Python Multiprocessing: Execute code serially before and after p

ghz 昨天 ⋅ 7 views

Python Multiprocessing: Execute code serially before and after parallel execution

Novice here: I am trying to execute some code serially and then create a pool of threads and execute some code in parallel. After the parallel execution is done, I want to execute some more code serially.

For example...

import time
from multiprocessing import Pool

print("I only want to print this statement once")



def worker(i):
    """worker function"""
    now = time.time()
    time.sleep(i)
    then = time.time()
    print(now, then)

if __name__ == '__main__':
    with Pool(3) as p:
        p.map(worker, [1, 1, 1])
        p.close()

print("Only print this once as well")

I would like this to return...

I only want to print this statement once
1533511478.0619314 1533511479.0620182
1533511478.0789354 1533511479.0791905
1533511478.0979397 1533511479.098235
Only print this once as well

However what it returns is this:

I only want to print this statement once
I only want to print this statement once
Only print this once as well
I only want to print this statement once
Only print this once as well
I only want to print this statement once
Only print this once as well
I only want to print this statement once
Only print this once as well
I only want to print this statement once
Only print this once as well
1533511478.0619314 1533511479.0620182
1533511478.0789354 1533511479.0791905
1533511478.0979397 1533511479.098235
Only print this once as well

So it seems to be running the print statements an additional time for each pool.

Any help would be appreciated!

Answer

The issue you're encountering is due to how the Pool from the multiprocessing module works. When you use multiprocessing.Pool, it spawns separate processes for each worker, and this can cause code outside of the if __name__ == '__main__': block to be executed multiple times.

This is a common behavior when using multiprocessing in Python, particularly on Windows (where it uses spawn to start processes).
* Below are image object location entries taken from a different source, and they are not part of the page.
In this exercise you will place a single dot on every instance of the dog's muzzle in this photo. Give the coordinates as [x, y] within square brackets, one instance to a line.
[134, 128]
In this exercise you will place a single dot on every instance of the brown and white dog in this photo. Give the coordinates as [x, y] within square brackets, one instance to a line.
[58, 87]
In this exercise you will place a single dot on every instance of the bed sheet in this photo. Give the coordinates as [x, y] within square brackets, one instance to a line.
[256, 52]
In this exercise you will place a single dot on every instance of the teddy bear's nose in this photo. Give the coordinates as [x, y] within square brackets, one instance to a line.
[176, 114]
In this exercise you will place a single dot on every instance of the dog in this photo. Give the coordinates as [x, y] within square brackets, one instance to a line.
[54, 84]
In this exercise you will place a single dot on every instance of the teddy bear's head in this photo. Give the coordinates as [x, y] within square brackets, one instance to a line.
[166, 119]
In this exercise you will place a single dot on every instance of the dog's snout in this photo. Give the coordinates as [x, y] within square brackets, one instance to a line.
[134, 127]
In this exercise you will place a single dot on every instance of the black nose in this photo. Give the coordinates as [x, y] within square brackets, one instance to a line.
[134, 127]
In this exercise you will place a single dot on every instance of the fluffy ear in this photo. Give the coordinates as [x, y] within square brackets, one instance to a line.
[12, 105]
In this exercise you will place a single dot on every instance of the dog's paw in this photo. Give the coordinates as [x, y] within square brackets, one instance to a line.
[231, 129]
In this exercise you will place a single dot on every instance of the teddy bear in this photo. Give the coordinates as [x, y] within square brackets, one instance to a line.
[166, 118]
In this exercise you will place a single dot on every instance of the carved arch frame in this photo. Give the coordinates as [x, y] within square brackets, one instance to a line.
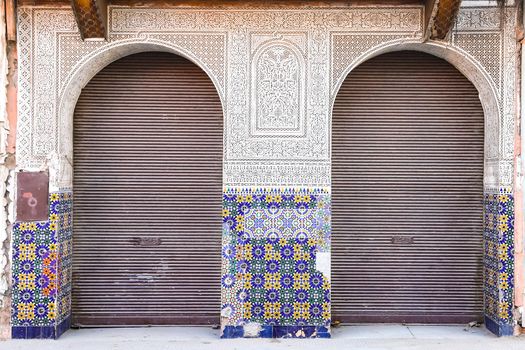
[471, 69]
[94, 63]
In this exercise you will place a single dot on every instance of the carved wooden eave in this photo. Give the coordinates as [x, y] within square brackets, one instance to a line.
[91, 17]
[440, 17]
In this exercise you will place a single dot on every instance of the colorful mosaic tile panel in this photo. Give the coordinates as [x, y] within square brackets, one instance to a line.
[499, 261]
[275, 272]
[42, 272]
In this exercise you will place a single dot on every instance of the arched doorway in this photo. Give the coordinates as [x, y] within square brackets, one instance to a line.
[407, 187]
[148, 194]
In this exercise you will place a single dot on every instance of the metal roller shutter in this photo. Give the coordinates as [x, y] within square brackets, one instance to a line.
[407, 186]
[148, 195]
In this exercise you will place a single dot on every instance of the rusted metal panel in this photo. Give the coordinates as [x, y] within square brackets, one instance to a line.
[407, 187]
[32, 199]
[148, 195]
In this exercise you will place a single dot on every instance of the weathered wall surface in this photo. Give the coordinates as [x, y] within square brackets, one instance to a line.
[281, 144]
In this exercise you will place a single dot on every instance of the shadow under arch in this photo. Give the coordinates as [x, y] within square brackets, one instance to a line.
[465, 64]
[93, 64]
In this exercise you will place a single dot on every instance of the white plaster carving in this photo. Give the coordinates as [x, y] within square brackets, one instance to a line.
[278, 76]
[267, 140]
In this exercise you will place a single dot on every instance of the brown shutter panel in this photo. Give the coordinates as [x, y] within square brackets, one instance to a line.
[407, 185]
[148, 195]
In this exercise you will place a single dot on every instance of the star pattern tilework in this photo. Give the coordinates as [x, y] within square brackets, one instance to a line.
[42, 270]
[270, 245]
[499, 258]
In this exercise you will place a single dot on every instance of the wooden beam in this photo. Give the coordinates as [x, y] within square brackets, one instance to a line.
[91, 17]
[10, 19]
[442, 18]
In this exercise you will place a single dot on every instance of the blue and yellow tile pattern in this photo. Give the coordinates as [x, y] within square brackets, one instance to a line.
[272, 244]
[499, 261]
[42, 272]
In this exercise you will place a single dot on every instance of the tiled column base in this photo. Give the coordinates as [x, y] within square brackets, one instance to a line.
[276, 263]
[499, 261]
[41, 300]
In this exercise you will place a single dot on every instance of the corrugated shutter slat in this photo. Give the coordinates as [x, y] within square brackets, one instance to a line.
[147, 186]
[407, 186]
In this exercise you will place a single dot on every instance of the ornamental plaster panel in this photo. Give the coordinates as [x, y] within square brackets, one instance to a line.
[267, 140]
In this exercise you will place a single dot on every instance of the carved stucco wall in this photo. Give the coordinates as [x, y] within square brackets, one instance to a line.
[313, 50]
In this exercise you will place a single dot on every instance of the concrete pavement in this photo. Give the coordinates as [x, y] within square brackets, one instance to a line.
[370, 337]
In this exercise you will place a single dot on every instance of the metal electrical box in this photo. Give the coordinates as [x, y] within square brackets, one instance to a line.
[32, 197]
When the script is executed, the code outside the if __name__ == '__main__': block gets re-executed for each worker in the pool. This results in the repeated print statements.

Solution:

  1. Ensure that the pool's creation code is inside the if __name__ == '__main__': block. This prevents the creation of new processes from re-running code that's meant to be run only once.
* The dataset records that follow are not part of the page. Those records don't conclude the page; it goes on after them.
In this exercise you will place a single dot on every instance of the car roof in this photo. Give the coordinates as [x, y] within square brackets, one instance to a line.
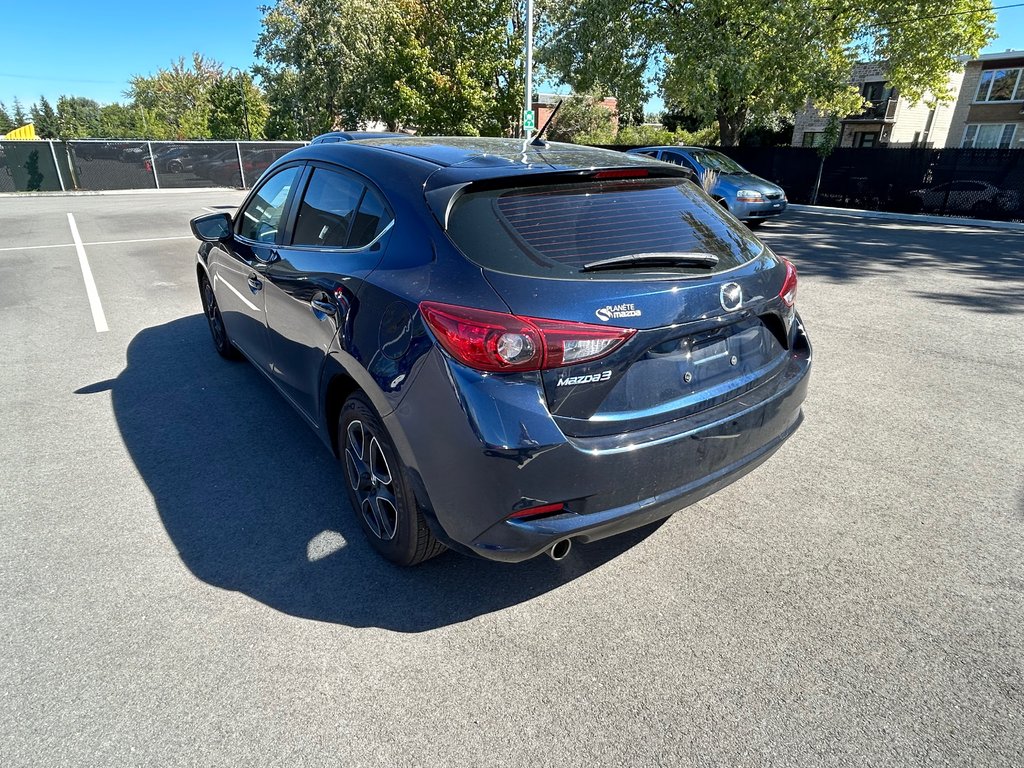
[355, 135]
[672, 146]
[439, 166]
[499, 154]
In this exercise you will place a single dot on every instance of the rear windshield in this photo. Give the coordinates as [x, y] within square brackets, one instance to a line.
[553, 231]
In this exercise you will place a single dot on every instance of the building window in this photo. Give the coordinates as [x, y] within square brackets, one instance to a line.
[989, 136]
[876, 91]
[1000, 85]
[865, 138]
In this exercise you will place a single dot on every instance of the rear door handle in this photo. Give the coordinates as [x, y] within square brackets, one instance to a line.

  2. Remove the extra calls to print(). The additional print("Only print this once as well") is executed because it’s being printed from each process spawned by the pool.

Corrected Code:

import time
from multiprocessing import Pool

def worker(i):
    """worker function"""
    now = time.time()
    time.sleep(i)
    then = time.time()
    print(now, then)

if __name__ == '__main__':
    print("I only want to print this statement once")

    # Create the Pool and map tasks
    with Pool(3) as p:
        p.map(worker, [1, 1, 1])

    print("Only print this once as well")

Key Changes:

  1. Moved the print("I only want to print this statement once") and print("Only print this once as well") statements into the if __name__ == '__main__': block so they only execute once in the main process, not in the child processes.

  2. The Pool(3) and p.map(worker, ...) are inside the if __name__ == '__main__': block, so they will only be executed once, and the worker functions will only print their output when executed in parallel.

Expected Output:

I only want to print this statement once
1533511478.0619314 1533511479.0620182
1533511478.0789354 1533511479.0791905
1533511478.0979397 1533511479.098235
Only print this once as well

Explanation:

  • The first print statement (print("I only want to print this statement once")) happens in the main process.
  • Then, the pool of worker processes is created, each of which will execute the worker function, resulting in the printed times.
  • After all the worker processes complete, the final print statement (print("Only print this once as well")) is executed in the main process.

By ensuring that code outside the if __name__ == '__main__': block is only executed in the main process, you avoid the issue of redundant print statements being triggered by each spawned process.